Sometime in 1986 Super Chevy magazine printed an article deciphering many of these alphanumeric codes for early Nova's... of all things. We recognized several of the accessory codes used in the Fisher plants stamping out early Novas were also used by the Fisher body plants at Pontiac, KC, and at Lordstown ('67 Birds). In the course of a few years, we had a fairly thick stack of sheets covered numbers transcribed from '66 and '67 Kansas City built A body's, and since had so many rubbings of '67's had retranscribed all of the '67 Kansas City builds by VIN and body number. Never really put a lot of thought into using the info for anything other than noting options, esp, being able to tell if a car was original 4 speed car. During this time at shows we were also starting to see a few renumbered cars. Blatant things like factory AC cars trim tags pop rivetted into non A/C bodys, etc... '65 326 2 spd column shift LeMans dressed out as 4 spd GTO's. 

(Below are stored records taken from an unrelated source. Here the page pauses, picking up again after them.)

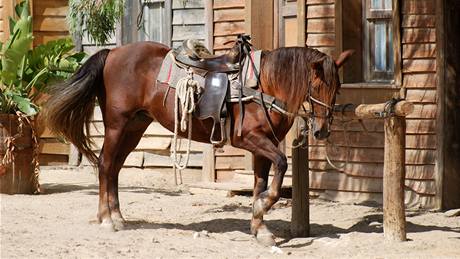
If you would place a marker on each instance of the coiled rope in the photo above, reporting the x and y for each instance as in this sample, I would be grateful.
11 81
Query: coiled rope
185 97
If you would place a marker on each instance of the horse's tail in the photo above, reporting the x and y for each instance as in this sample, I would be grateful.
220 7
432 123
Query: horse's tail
69 110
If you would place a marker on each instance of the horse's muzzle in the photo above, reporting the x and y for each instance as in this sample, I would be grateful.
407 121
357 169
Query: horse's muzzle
321 134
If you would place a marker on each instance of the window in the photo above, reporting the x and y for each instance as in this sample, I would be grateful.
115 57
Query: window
378 41
367 27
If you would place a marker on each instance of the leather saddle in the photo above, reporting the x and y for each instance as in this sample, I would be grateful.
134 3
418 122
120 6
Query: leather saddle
193 55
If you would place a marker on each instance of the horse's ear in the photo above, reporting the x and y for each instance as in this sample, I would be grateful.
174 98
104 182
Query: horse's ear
318 64
344 57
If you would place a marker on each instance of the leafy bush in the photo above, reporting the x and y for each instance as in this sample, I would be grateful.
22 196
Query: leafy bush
26 72
96 18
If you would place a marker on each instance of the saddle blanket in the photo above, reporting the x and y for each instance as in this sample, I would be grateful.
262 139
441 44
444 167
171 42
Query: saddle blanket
171 73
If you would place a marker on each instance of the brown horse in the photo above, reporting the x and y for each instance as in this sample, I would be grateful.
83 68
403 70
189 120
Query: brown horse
124 81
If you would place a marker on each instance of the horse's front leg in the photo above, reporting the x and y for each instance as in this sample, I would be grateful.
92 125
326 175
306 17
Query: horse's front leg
118 143
261 146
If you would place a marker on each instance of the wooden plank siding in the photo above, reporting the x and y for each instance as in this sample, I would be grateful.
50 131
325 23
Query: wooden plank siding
187 21
49 20
49 24
228 21
320 25
153 148
3 21
356 149
419 79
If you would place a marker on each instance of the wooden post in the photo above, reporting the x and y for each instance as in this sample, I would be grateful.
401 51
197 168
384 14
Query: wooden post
300 218
208 172
394 221
259 22
300 215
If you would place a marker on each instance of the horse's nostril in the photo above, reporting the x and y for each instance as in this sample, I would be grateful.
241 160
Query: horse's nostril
317 134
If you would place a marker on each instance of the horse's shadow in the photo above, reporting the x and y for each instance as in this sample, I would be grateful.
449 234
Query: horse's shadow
92 189
281 228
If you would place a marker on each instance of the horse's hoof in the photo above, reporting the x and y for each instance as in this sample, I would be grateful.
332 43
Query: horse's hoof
108 225
265 237
266 240
118 224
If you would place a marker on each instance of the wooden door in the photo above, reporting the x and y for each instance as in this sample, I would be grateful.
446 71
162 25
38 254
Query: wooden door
287 22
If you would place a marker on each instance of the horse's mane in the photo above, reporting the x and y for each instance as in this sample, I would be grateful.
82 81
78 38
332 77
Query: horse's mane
288 70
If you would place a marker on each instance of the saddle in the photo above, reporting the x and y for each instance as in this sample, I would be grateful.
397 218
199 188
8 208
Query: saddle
194 54
213 73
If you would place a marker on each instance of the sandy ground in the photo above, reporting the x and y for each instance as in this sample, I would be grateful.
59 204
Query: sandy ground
165 221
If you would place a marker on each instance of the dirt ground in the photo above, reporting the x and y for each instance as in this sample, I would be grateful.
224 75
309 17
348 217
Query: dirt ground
165 221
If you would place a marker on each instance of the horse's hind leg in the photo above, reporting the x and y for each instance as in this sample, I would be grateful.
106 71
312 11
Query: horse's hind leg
118 143
261 171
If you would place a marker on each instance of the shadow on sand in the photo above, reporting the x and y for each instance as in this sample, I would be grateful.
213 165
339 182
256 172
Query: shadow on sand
280 228
93 189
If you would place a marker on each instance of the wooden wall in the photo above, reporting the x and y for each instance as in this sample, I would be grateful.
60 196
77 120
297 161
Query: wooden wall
227 20
360 150
152 150
49 20
3 21
187 22
419 78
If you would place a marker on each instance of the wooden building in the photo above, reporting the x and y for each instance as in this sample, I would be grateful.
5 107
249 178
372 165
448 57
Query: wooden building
404 48
48 24
401 51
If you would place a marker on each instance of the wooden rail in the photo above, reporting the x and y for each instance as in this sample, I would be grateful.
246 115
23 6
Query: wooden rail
394 221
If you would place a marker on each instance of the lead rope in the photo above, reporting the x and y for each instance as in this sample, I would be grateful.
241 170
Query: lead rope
185 95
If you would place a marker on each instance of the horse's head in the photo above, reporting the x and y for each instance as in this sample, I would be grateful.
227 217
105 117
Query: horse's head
324 86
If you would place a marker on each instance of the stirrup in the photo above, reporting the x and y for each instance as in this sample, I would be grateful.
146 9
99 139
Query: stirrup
223 134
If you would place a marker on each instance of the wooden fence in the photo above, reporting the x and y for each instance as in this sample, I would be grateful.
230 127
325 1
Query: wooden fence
394 169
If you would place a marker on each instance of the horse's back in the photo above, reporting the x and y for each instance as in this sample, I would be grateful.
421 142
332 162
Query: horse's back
130 74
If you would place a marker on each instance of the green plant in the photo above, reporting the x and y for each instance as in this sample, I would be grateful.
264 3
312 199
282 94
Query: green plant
25 72
96 18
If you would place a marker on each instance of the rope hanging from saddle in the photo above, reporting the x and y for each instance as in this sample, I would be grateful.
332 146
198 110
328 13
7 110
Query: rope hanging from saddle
186 89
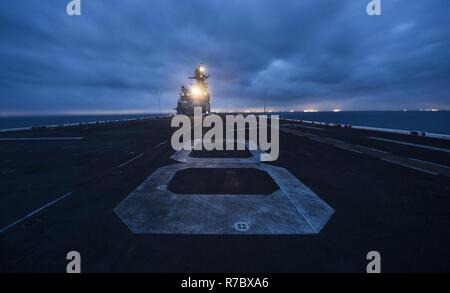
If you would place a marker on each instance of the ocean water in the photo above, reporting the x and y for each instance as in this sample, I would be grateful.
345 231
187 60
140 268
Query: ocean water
29 121
434 122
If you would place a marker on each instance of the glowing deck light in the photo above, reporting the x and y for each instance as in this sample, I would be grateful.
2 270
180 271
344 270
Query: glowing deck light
196 91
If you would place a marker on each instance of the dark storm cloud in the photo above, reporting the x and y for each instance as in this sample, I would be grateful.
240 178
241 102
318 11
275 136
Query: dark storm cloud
120 55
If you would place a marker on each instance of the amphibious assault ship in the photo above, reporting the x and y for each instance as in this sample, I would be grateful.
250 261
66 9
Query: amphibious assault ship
117 193
196 95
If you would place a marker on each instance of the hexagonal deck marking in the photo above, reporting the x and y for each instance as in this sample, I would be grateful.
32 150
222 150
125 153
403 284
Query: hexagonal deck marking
293 209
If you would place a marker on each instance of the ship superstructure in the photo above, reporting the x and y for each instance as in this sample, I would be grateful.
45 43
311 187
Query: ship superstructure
196 95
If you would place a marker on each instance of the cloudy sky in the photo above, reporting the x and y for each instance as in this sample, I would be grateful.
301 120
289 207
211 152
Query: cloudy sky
120 56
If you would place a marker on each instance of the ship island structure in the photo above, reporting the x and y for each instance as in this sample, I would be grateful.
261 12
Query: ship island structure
196 95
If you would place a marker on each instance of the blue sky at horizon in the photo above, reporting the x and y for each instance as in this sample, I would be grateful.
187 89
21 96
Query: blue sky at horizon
129 56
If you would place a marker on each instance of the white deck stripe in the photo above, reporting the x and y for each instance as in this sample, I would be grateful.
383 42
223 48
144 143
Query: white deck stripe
408 166
35 212
129 161
310 127
372 149
431 163
411 144
39 138
347 149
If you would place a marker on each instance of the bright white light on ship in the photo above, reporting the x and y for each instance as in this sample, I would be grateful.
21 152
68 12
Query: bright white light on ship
196 91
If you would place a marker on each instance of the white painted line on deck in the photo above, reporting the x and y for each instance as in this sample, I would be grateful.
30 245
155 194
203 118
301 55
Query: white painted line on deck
164 142
372 149
310 127
35 212
39 138
431 163
129 161
408 166
335 140
411 144
347 149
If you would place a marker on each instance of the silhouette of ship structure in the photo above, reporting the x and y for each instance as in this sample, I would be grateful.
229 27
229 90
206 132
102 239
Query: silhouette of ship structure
196 95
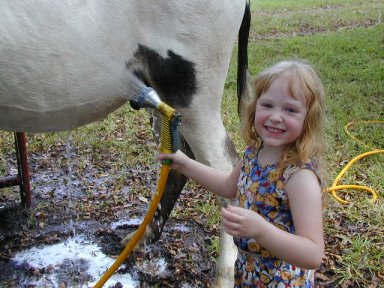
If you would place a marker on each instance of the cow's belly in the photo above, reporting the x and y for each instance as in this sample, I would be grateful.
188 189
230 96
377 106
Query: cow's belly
14 118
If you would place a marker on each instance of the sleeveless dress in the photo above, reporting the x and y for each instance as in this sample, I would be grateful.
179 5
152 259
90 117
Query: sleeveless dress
261 189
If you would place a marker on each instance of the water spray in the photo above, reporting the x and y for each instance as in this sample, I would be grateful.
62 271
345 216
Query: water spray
169 142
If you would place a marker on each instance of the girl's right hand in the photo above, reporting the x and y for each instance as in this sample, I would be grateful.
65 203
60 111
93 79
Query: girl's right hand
178 159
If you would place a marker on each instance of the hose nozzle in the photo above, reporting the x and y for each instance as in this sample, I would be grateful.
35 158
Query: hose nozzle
169 133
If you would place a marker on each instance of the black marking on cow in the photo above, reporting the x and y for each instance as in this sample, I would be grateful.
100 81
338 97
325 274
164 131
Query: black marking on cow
174 77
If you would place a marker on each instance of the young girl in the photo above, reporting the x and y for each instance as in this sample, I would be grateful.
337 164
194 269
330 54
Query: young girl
277 219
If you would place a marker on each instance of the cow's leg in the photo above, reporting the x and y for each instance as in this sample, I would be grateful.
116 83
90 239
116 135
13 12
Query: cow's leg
199 125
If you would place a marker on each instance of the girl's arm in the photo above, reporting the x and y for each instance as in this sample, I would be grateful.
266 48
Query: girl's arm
305 248
222 183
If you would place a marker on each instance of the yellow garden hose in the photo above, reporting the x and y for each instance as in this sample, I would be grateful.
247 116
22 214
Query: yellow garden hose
168 138
335 187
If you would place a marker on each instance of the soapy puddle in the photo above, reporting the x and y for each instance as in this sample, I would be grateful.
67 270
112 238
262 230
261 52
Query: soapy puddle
73 263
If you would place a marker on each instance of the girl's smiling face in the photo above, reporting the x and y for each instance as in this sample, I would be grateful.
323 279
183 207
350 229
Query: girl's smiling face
279 117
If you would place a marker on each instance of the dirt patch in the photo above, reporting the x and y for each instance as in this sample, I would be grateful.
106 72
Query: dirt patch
86 201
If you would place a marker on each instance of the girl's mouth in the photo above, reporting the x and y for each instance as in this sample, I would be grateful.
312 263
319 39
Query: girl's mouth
274 130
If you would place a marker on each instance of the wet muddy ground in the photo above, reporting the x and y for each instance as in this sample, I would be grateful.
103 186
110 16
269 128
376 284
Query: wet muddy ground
95 204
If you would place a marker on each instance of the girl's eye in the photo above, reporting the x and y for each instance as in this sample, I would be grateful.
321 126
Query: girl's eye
291 110
266 105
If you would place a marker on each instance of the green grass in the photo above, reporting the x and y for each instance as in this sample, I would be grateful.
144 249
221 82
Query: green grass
348 52
345 41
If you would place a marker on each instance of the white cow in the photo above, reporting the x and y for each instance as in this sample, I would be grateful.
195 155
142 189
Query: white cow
64 64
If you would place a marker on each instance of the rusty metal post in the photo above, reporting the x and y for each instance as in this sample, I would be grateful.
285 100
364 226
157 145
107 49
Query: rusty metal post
22 178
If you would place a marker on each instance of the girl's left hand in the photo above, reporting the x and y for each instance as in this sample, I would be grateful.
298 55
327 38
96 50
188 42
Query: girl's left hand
241 222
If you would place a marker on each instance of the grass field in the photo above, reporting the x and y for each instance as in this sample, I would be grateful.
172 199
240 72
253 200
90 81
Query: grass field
344 39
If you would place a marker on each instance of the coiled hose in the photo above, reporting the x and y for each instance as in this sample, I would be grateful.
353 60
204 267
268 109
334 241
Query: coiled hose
335 187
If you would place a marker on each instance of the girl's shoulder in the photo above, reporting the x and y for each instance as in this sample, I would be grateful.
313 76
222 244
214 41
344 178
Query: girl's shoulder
312 164
250 152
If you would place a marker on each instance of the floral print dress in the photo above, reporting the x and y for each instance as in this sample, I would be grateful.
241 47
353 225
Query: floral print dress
261 189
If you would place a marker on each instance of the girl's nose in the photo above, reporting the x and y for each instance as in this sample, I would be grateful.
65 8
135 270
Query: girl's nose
276 116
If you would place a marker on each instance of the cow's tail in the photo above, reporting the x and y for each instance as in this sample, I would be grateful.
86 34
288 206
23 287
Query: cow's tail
242 56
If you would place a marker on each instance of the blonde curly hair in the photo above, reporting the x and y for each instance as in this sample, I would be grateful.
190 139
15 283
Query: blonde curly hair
303 80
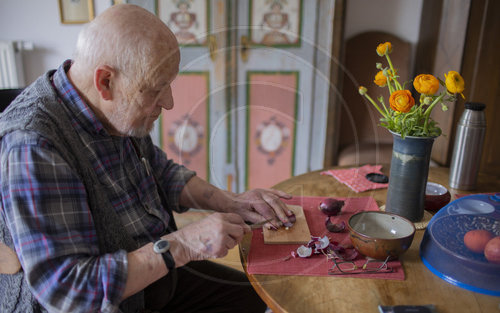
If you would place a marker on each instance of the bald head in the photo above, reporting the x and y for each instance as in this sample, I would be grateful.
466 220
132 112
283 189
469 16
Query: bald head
129 39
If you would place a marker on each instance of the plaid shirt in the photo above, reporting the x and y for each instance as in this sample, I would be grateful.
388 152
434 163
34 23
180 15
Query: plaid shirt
45 205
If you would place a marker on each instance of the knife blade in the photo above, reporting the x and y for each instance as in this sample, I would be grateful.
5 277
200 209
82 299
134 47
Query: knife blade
260 224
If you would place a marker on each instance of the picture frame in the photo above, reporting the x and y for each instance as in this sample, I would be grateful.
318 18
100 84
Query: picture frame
278 23
150 5
189 20
76 11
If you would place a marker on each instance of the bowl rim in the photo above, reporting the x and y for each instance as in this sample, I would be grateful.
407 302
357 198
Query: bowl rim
414 229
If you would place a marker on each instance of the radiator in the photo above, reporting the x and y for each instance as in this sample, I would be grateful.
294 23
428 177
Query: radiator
11 66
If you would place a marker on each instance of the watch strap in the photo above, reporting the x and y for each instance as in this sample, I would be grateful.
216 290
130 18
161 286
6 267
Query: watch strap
162 247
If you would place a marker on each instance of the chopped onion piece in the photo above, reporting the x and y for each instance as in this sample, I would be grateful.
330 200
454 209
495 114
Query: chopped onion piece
304 252
334 228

Next, around '88, Pete McCarthy published his first article on the 5 group A-Z accessory codes, believe it was in Pontiac Enthusiast... may have been HPP. Pete asked for input, and was still adding to verified option codes in the early 90's. From Pete's published lists, the most complete decyphered accessory codes were shared into the larger Pontiac hobby, and the decyphering of these codes made it into sources like the First Generation Firebird list (early web resource) then into "tech info sections" on early GTO websites.


----------